Grade I listed building in Norfolk, England

North Elmham Castle, also known as North Elmham Bishops Castle and North Elmham Bishops Chapel, is a ruined castle in the village of North Elmham, in the county of Norfolk, England.

==History==
The castle was built on the site of the Anglo-Saxon cathedral of Elmham in the 11th century. It was the see of Herbert de Losinga, Bishop of Norwich.

On 29 December 1387, Henry le Despenser, Bishop of Norwich, obtained a licence to crenellate the church. He then fortified the structure into a double-moated castle.

The castle fell into disrepair during the 16th century and, by the 19th century, nothing was visible above ground.

==Present==
English Heritage, which currently stewards the site, excavated it during the 1970s, revealing the earthworks and ruins.
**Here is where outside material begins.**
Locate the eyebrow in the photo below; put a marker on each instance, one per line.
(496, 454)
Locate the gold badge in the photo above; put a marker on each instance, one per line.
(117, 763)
Remains of a kitchen hearth, arches, cathedral towers, and walls are all visible. Visitation of the ruins is free and open year-round. The castle is a grade I listed building and a scheduled monument.

==Debate==
There is debate over some of the ruins at the site. Though it is known for certain that part of the ruins are from the castle and 11th-century church, the building which stood there prior to it is in doubt. It was thought to have been the site of a Saxon cathedral built of stone and flint, and used as the seat of the bishops of East Anglia during the late Anglo-Saxon period until 1075. Architectural historians now believe that though an Anglo-Saxon church made of timber did exist on the site, the stone remains are actually of a Norman chapel built after the Norman invasion.